The inspection target that table 3 matsutake T35 ferments and the minimum response value of expectation, the highest response value and weighted value
Parameter |
Dry weight/gL-1 |
Adenosine/gL-1 |
N.F,USP MANNITOL/gL-1 |
Intracellular polyse/gL-1 |
yil |
2.00 |
0.01 |
0.00 |
0.10 |
yih |
15.00 |
0.15 |
0.80 |
2.50 |
wi |
0.25 |
0.30 |
0.15 |
0.30 |
2, experiment of single factor
In the process of medium optimization, experiment of single factor is utilized to investigate affecting the carbon source of expected value, nitrogenous source and Inorganic Salts.
(1) carbon source kind screening
Substratum based on PDA substratum, adopt 20g/L glucose, sucrose, lactose, fructose, N.F,USP MANNITOL, Zulkovsky starch and maltose as carbon source respectively, prepare substratum, substratum liquid amount 100mL/250mL, access seed liquor with the inoculum size of 5% respectively, 150rpm, 26oC cultivate 4d.Each index components content under measuring often kind of carbon source culture medium condition, calculates Dv value, to select suitable carbon source kind.As shown in Figure 1, when adopting glucose as carbon source, its expected value Dv is the highest for result, therefore selects glucose to be optimum carbon source.

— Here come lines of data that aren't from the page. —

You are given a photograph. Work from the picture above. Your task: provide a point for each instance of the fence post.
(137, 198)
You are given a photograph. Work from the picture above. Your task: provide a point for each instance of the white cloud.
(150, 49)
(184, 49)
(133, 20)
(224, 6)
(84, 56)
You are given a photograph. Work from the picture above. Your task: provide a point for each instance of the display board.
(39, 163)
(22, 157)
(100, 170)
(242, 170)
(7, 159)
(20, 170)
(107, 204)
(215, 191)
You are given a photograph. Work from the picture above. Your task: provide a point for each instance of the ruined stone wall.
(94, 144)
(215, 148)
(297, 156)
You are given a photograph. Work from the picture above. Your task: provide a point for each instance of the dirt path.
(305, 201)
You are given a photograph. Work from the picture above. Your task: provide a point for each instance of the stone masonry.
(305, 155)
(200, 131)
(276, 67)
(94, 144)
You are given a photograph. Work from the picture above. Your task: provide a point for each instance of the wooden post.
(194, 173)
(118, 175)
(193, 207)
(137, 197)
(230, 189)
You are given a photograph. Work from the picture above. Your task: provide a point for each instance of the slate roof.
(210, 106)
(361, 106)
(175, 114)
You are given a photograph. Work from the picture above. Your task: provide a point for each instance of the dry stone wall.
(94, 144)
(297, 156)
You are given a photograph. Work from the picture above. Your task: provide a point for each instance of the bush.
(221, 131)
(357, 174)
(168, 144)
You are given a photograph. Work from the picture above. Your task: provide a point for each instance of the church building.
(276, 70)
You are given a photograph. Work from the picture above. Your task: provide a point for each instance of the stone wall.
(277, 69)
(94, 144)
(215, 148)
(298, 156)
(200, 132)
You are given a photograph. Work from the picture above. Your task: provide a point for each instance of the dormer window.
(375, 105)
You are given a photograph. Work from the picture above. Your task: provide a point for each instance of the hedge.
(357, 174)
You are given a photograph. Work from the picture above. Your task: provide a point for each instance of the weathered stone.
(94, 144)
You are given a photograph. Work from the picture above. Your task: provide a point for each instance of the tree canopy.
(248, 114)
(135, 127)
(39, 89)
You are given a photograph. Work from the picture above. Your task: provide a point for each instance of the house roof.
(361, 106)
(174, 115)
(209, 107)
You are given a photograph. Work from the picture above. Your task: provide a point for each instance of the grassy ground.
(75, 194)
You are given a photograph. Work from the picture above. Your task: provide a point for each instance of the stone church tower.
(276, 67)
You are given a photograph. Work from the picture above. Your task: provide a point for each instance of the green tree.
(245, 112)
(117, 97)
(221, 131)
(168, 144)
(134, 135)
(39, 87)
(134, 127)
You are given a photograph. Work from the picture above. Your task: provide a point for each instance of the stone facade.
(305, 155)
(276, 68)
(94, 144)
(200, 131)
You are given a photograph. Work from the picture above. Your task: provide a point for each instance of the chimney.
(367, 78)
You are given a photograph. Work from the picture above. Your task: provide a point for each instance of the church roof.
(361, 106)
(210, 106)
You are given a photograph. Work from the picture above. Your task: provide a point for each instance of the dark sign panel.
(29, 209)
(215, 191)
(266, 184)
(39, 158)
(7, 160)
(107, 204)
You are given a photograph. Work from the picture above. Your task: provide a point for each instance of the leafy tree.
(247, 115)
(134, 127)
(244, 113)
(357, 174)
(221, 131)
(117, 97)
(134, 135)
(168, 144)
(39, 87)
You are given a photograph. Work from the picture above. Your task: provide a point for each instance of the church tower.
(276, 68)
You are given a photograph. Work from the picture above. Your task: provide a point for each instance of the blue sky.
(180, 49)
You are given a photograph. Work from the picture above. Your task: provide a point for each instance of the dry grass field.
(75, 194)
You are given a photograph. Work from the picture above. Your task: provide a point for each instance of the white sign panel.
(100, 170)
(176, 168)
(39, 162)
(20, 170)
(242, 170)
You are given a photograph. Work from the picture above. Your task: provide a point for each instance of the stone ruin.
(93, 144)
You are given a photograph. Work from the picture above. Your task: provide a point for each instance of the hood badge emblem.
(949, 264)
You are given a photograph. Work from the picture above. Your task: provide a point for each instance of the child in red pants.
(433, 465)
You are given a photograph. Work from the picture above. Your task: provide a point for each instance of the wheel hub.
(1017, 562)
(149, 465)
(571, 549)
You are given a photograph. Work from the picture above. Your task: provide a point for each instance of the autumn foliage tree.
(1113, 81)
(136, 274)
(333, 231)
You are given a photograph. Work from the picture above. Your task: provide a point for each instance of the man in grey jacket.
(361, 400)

(2) nitrogenous source kind screening
Substratum based on PDA substratum, adopt the leaching of 10g/L peptone, yeast powder, extractum carnis, soy peptone, Tryptones and ammonium sulfate as nitrogenous source respectively, prepare substratum, substratum dress liquid 100mL/250mL, with the inoculum size access seed liquor of 5%, 150rpm, 26oC cultivate 4d.Each index components content under measuring often kind of nitrogen source medium condition, calculates Dv value.As shown in Figure 2, when using the yeast of 10g/L leaching powder as nitrogenous source, expected value is high compared with the expected value of other several nitrogen source medium for result, therefore selects yeast leaching powder as optimum nitrogenous source.On the basis of nitrogenous source kind screening, consider the content of each effective constituent, select compound nitrogen source to carry out subsequent experimental, and utilize experiment of single factor to screen the old optimum proportion of compound nitrogen source and yeast leaching powder and soybean protein, the optimum proportion of compound nitrogen source is 1:1.

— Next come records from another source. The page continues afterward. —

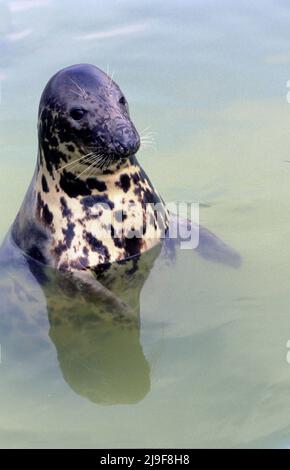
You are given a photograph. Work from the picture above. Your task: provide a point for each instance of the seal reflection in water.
(97, 337)
(98, 342)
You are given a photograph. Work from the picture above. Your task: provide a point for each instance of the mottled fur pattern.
(88, 191)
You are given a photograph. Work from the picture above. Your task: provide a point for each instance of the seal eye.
(122, 101)
(77, 113)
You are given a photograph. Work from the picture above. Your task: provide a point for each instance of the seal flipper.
(90, 287)
(210, 247)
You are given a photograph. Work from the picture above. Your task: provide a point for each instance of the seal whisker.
(74, 161)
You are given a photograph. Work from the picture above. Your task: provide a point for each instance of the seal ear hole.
(123, 101)
(77, 113)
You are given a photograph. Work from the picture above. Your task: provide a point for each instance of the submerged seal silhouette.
(89, 202)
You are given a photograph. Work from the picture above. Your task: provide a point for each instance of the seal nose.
(128, 143)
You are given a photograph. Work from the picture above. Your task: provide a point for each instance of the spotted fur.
(77, 215)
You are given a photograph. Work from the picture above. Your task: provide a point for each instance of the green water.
(210, 79)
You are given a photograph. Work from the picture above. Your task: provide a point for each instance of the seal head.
(83, 112)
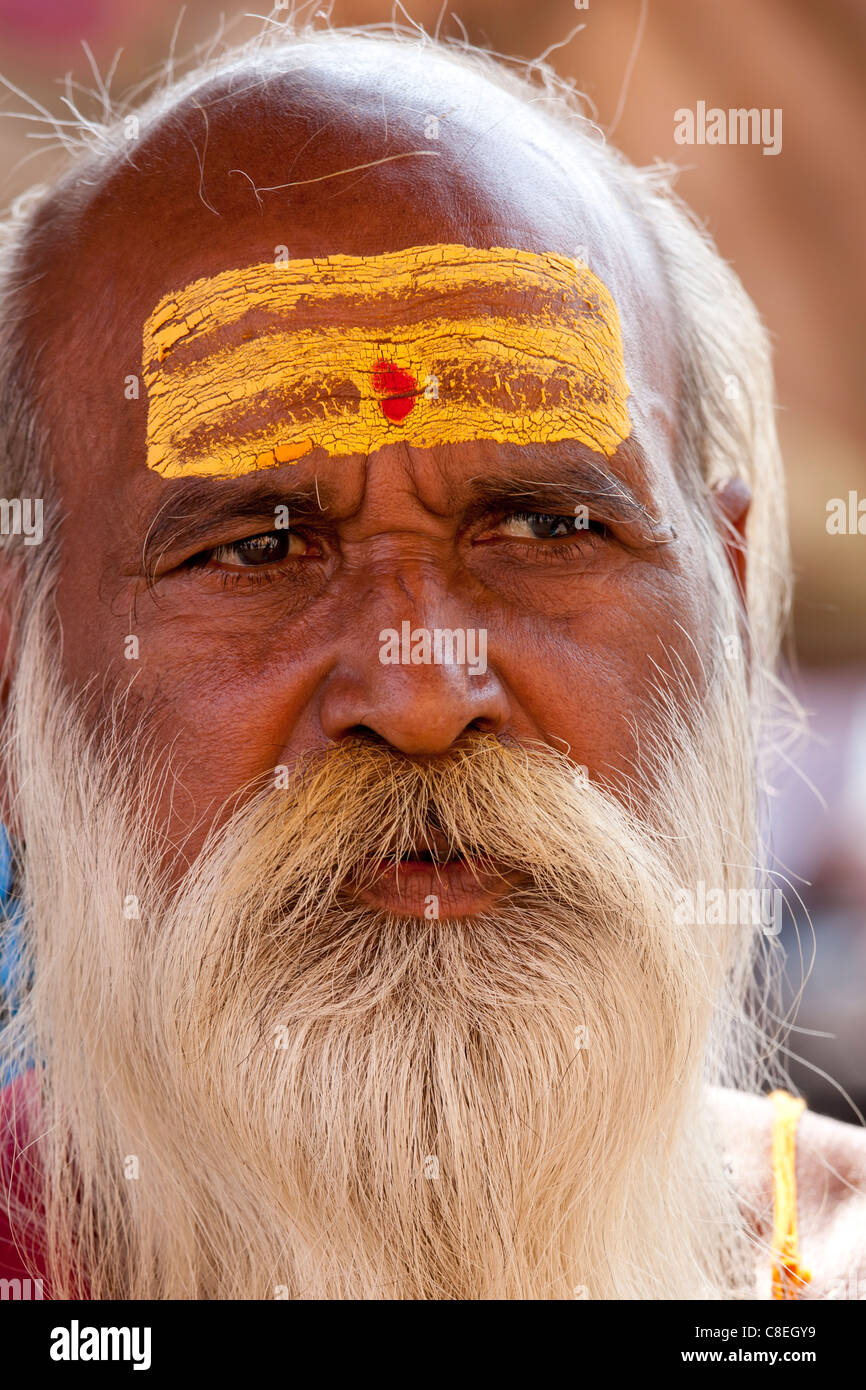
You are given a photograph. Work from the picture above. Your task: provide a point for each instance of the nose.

(3) screening of inorganic ion kind
On the basis of the suitable carbon and nitrogen sources kind of screening, add following inorganic salt in the medium respectively: CuSO4.5H2O, ZnCl2, FeCl3.6H2O, KH2PO4, NaCl, CaCl2 and MgSO4.7H2O, often kind of inorganic salt are set to two concentration 0.05% and 0.1%, measure each index components content in mycelium, calculate Dv value, to screen the suitableeest inorganic ion kind.As shown in Figure 3, the optimal inorganic salts of matsutake T35 fermention medium is KH2PO4 to result.H2O。

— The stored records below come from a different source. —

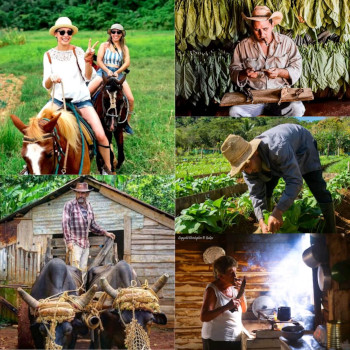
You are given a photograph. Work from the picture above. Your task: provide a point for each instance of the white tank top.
(228, 325)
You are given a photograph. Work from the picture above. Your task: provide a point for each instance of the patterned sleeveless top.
(115, 58)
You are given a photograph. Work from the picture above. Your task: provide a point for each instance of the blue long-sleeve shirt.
(289, 151)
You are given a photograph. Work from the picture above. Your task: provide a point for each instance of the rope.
(57, 309)
(134, 298)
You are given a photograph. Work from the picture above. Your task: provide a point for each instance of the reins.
(113, 105)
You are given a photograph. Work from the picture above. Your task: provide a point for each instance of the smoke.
(291, 284)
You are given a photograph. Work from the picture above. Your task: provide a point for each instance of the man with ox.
(266, 60)
(286, 151)
(78, 219)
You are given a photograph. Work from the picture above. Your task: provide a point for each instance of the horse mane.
(66, 123)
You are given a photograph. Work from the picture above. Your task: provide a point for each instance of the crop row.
(216, 216)
(189, 185)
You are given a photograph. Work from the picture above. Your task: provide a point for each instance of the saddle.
(250, 96)
(86, 129)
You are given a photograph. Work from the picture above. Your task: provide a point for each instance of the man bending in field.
(288, 151)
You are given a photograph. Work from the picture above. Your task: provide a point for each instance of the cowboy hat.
(117, 26)
(238, 151)
(81, 187)
(63, 22)
(263, 13)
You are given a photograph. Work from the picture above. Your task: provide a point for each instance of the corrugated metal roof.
(67, 187)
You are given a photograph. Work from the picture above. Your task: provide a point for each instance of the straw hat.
(237, 151)
(263, 13)
(63, 22)
(81, 187)
(117, 26)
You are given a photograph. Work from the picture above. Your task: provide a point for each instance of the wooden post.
(127, 239)
(115, 253)
(100, 257)
(38, 261)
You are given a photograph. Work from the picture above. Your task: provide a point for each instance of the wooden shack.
(144, 237)
(260, 260)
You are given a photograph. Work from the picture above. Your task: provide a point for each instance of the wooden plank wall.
(8, 233)
(258, 259)
(339, 295)
(192, 275)
(152, 254)
(22, 265)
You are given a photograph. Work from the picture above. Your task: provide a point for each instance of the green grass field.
(151, 78)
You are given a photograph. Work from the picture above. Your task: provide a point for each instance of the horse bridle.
(57, 149)
(113, 107)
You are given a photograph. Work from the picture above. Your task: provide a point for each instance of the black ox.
(56, 277)
(117, 276)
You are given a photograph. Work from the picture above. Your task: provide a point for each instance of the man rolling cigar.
(266, 60)
(222, 307)
(77, 220)
(286, 151)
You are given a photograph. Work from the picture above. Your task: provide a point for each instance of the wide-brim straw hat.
(263, 13)
(237, 151)
(81, 187)
(63, 22)
(117, 26)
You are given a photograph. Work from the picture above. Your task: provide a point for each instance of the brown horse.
(52, 144)
(112, 107)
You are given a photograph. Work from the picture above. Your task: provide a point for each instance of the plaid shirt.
(75, 227)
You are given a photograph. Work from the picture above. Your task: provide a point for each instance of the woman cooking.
(113, 59)
(222, 328)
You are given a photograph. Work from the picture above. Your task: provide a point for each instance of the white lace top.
(64, 64)
(227, 326)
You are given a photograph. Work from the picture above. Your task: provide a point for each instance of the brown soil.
(11, 89)
(161, 339)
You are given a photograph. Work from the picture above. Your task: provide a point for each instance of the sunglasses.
(63, 32)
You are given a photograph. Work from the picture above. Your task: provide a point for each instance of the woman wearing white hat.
(68, 65)
(113, 59)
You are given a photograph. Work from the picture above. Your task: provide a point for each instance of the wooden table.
(307, 342)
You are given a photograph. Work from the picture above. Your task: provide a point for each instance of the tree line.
(332, 134)
(87, 14)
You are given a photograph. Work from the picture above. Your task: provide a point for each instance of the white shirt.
(64, 65)
(228, 325)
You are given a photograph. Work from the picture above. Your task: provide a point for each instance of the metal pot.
(284, 313)
(314, 255)
(324, 277)
(293, 332)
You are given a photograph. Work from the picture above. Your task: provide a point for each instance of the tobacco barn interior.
(307, 274)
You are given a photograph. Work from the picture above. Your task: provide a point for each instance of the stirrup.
(106, 171)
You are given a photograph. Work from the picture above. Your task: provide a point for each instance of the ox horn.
(121, 81)
(106, 287)
(162, 280)
(32, 302)
(85, 298)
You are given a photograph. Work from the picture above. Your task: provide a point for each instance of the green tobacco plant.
(190, 185)
(209, 216)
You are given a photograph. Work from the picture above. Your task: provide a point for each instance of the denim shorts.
(81, 104)
(101, 73)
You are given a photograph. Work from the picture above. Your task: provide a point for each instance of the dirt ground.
(161, 339)
(11, 88)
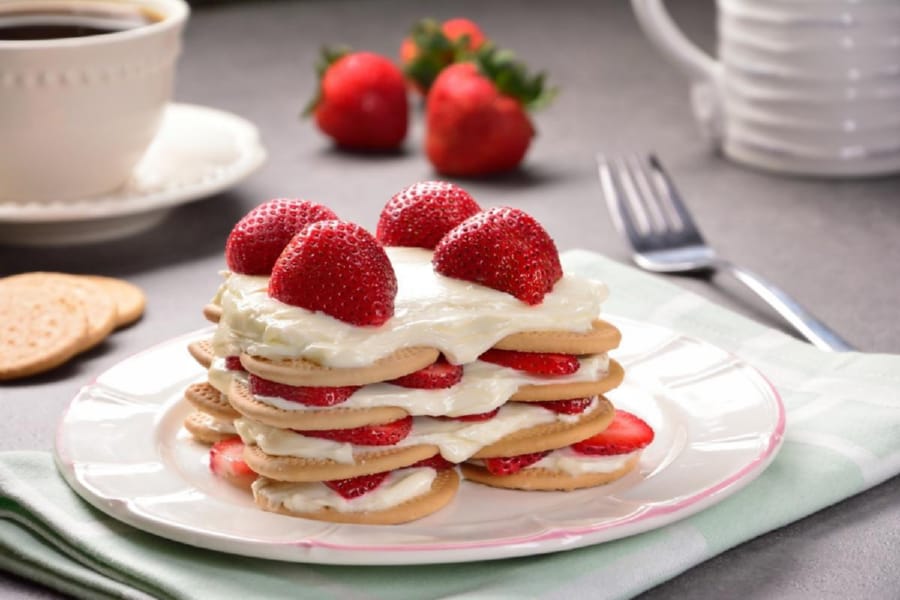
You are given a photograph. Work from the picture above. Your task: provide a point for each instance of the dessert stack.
(358, 371)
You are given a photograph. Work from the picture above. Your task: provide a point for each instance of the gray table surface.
(834, 244)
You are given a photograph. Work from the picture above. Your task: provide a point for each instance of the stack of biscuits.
(372, 423)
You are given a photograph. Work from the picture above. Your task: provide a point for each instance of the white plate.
(719, 423)
(197, 152)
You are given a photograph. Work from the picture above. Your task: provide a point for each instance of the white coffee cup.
(77, 113)
(809, 87)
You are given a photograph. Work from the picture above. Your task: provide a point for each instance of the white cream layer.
(214, 424)
(398, 487)
(566, 460)
(459, 318)
(457, 440)
(483, 387)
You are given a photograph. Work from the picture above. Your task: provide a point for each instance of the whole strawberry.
(433, 46)
(476, 115)
(337, 268)
(502, 248)
(362, 103)
(259, 237)
(422, 213)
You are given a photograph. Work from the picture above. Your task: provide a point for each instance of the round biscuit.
(38, 332)
(198, 428)
(443, 490)
(292, 468)
(212, 312)
(545, 479)
(578, 389)
(208, 399)
(550, 436)
(202, 352)
(602, 337)
(304, 372)
(128, 298)
(335, 417)
(98, 306)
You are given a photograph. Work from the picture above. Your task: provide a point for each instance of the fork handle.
(809, 326)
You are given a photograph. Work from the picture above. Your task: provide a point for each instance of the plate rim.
(548, 541)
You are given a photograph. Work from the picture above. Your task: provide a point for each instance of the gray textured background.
(834, 244)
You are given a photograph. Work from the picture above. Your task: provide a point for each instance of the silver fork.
(649, 213)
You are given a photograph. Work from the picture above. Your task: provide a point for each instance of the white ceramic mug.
(77, 113)
(809, 87)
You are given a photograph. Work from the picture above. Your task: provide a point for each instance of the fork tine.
(623, 218)
(672, 199)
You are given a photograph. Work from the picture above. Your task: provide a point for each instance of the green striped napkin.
(843, 436)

3, significant composition is affected in PB experiment sieving matsutake mutagenic strain T35 fermention medium
On the basis of above test, carry out BP experiment sieving glucose, yeast leaching powder and inorganic salt to the significant composition of mutagenic strain T35 fermentation impact.Result glucose sugar (X1) wherein, yeast leaching powder (X2), KH2PO4 (X3) are remarkable item.Therefore, glucose, yeast leaching powder and KH2PO4 is selected to optimize further.
4, hill climbing test approaches the optimal concentration affecting remarkable composition
Carry out hill climbing test design on the basis of BP test, make the concentration of the remarkable composition of impact close to optimal region.
5, matsutake mutagenic fungi T35 fermentation center combination design test
Center combination test is carried out on the basis of above test, glucose, yeast leaching powder and KH2PO4 are to accurate optimization matsutake fermention medium, adopt even experiment design (RSM) respectively, analyze accordingly test-results and search best medium scheme, result as shown in Figure 4,5, 6.Carry out statistical study to the model of RSM matching to obtain optimal medium formula and be: glucose 25.62g/L, yeast leaching powder 10.74g/L, soy peptone 10g/L, KH2PO40.57g/L, MgSO47H2O0.5g/L and VB10.25g/L.